THE RISING EAST
Pacific Command takes aim at sea assaults
By Richard Halloran
The Pacific Command, responsible for U.S. military operations in Asia, has launched perhaps the most ambitious and complicated venture in the war on terror as it seeks to prevent seaborne terrorist and criminal assaults on nations washed by the Pacific and Indian oceans and adjacent seas.

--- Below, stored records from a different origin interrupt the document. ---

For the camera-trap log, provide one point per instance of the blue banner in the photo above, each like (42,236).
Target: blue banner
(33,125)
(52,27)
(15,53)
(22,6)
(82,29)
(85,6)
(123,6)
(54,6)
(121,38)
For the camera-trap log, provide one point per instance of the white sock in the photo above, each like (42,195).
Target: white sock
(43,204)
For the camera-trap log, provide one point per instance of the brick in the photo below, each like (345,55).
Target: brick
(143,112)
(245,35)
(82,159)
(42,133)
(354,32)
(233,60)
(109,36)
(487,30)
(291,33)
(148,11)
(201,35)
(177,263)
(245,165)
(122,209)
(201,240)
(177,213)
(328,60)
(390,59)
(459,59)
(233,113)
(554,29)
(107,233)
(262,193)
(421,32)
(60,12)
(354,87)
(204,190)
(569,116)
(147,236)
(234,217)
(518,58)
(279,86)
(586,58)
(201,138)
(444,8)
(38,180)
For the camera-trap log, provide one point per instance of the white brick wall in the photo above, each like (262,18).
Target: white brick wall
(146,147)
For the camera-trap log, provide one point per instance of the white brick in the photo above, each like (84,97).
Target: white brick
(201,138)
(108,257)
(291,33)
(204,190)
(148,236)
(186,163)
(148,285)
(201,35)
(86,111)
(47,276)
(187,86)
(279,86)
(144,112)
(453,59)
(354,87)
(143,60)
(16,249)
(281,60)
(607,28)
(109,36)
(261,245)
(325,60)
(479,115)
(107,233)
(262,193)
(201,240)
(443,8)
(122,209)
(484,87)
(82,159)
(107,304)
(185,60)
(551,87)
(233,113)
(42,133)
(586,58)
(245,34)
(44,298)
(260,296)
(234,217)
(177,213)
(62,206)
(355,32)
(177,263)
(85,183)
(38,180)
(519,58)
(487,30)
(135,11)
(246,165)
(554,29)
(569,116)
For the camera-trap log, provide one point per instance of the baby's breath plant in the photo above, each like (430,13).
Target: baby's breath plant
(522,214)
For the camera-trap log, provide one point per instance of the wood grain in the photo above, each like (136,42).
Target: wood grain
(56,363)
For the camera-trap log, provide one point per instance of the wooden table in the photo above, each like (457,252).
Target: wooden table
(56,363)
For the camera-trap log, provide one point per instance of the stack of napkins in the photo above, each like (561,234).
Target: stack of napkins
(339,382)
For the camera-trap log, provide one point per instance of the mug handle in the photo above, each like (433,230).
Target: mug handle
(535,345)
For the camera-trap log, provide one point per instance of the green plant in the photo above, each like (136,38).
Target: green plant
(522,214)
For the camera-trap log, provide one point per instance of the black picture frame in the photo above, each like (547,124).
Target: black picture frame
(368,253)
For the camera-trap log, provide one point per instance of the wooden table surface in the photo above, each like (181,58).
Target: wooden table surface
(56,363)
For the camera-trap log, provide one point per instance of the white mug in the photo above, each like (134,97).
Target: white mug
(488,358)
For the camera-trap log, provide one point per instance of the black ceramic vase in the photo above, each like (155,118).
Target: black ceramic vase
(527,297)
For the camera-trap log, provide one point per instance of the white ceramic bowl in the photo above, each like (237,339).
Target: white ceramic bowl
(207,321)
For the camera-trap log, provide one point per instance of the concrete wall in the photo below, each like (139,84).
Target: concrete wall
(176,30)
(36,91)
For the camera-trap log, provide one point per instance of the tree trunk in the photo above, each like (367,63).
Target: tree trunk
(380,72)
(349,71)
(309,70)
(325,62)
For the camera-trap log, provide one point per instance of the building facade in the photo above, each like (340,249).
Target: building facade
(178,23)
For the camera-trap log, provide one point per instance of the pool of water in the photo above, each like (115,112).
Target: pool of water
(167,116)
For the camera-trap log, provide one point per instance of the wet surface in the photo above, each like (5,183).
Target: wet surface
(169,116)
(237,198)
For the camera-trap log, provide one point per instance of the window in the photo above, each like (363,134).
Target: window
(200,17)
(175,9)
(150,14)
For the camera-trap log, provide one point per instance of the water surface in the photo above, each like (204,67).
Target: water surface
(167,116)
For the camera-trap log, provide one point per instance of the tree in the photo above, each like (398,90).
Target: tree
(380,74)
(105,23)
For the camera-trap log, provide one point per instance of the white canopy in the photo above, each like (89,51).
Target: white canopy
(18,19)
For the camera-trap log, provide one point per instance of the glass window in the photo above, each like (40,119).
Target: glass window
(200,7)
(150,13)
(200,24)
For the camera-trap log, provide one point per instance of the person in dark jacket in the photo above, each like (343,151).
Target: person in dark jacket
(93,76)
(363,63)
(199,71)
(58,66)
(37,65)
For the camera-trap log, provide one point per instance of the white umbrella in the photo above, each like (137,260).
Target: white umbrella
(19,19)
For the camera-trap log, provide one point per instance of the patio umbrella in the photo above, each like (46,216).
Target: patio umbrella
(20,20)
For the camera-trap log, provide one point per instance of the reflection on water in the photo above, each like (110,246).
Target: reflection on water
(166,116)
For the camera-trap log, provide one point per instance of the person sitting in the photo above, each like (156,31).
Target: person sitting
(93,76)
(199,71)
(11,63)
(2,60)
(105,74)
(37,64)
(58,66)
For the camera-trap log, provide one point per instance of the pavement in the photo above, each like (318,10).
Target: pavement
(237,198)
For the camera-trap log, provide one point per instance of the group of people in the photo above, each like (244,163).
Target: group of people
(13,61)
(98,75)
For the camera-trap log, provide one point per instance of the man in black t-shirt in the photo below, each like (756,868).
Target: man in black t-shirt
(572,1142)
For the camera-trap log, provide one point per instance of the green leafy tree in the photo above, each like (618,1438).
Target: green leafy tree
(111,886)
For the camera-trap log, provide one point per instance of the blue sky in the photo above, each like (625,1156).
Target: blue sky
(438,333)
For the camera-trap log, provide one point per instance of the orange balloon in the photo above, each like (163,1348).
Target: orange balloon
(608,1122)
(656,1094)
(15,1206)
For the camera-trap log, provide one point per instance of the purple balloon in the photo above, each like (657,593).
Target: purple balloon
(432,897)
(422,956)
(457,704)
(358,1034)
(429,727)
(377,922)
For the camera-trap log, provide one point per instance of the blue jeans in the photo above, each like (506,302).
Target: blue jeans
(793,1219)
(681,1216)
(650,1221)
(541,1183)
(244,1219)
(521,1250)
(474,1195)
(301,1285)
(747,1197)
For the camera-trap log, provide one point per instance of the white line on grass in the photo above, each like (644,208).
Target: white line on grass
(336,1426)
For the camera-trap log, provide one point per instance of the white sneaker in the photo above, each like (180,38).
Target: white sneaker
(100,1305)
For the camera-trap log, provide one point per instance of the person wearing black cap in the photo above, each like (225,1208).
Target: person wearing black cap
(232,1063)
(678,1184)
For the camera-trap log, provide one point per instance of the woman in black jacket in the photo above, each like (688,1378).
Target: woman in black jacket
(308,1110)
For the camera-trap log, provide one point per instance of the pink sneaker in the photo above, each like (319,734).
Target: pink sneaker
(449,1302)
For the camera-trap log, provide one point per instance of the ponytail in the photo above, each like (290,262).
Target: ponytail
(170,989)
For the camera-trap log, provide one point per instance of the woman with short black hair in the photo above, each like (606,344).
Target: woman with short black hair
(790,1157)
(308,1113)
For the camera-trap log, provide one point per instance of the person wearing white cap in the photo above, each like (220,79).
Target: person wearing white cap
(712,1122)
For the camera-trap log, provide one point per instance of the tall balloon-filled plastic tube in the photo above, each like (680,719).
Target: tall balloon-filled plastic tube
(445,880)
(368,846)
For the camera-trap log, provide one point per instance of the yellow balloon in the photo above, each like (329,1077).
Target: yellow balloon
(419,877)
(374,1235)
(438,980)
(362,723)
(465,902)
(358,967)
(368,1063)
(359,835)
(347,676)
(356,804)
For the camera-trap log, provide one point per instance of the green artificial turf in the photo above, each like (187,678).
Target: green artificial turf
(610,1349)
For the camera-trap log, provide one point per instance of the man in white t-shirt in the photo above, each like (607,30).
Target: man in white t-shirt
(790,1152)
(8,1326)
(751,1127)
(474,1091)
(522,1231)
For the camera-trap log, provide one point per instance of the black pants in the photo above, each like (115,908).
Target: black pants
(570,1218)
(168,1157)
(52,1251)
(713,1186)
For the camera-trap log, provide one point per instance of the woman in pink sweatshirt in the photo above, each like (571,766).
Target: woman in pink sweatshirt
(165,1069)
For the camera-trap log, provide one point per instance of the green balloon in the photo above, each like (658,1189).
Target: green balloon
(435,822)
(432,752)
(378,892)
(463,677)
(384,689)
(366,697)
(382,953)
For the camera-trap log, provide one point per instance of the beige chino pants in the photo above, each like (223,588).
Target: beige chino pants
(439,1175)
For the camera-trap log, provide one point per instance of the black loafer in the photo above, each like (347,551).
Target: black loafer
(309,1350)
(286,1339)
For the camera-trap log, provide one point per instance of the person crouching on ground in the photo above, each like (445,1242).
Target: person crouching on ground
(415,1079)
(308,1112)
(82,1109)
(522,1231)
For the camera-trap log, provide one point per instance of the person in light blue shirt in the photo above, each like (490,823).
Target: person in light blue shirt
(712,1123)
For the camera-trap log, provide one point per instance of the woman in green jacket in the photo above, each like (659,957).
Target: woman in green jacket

The command hopes to prevent terrorists from joining criminals to smuggle illicit drugs, arms and humans being sold into prostitution or landed illegally in North America. It seeks to crack down on piracy in the South China Sea. And it is especially aimed at terrorists plotting an attack with nuclear, chemical or biological weapons of mass destruction.
Adm. Thomas Fargo, who leads the Pacific Command from its headquarters in Hawai'i, told a military audience on May 3 in Victoria, British Columbia, that the goal was to forge a partnership of nations willing to identify and intercept "transnational maritime threats under existing international and domestics laws."
The first hurdle is the immensity of the task. The oceans between the West Coast of the United States and the east coast of Africa occupy 20 times the surface of the United States. Lloyd's Register of Shipping estimates there are 89,000 ships in the world ranging from 100-ton coastal freighters to the 565,000-ton oil tanker Jahre Viking. Presumably, more than half of those ships ply these waters, but no one seems to know for sure.
Getting a grip on where those ships are, where they are headed, and what they carry is Task 1. Fargo told Congress in March that "we need to gain an awareness of the maritime domain to match the picture we have of our international air space."
The International Civil Aviation Organization says: "An airplane takes off or lands every few seconds somewhere on the face of the Earth." The United Nations agency adds: "Every one of these flights is handled in the same uniform manner, whether by air traffic control, airport authorities or pilots at the controls of their aircraft."
The technology global positioning systems, radar, radio communications, transponders emitting signals to disclose location exists to do the same with ships. The task is to pull that information together swiftly so that law-enforcement agencies, coast guards or navies could intercept a ship acting suspiciously.
The amount of cargo transported in shipping containers is stunning. Shanghai, reflecting China's billowing economy, handles the equivalent of 10 million 20-foot-container loads a year and Hong Kong another 5.3 million.
Los Angeles moves 6.6 million containers in and out while Oakland transfers 2 million. (Honolulu receives about 300,000 containers each year.)
Law-enforcement officers say that before the 9/11 terrorist attacks on New York City and the Pentagon, only 2 percent or 3 percent of those containers were inspected for illegal or dangerous cargoes. That has changed under a Customs law scheduled to go into effect on July 1 that requires nations shipping to the United States to install counter-terror measures X-rays, surveillance cameras, patrolling guards.
A failure to comply might cause authorities to forbid a ship to enter an American port. "We're dead serious about this," Rear Adm. Larry Hereth, the Coast Guard's director of port security, told the New York Times. In Japan, Reuters reported, U.S. agents have been working alongside Japanese authorities in Tokyo, Yokohama, Nagoya and Kobe to screen containers.
Fargo has entered several cautions about the maritime security initiative: It does not envision a new alliance nor a new naval force patrolling the Pacific. The intent, he said, is to "empower each nation to take the action it deems necessary to protect itself in its own waters, thereby enhancing our collective security."
The admiral emphasized that the security initiative would not interfere with national sovereignty but would rely on existing laws and forces. That was intended to alleviate fears among Asians who have cast off Western colonialism since the end of World War II. They resent anything that appears to revive Western domination.
How this security initiative will be fashioned, how long it will take and what it will cost are critical unknowns. As Fargo said in Victoria, this concept "is still in its infancy."
Richard Halloran is a former New York Times correspondent in Asia.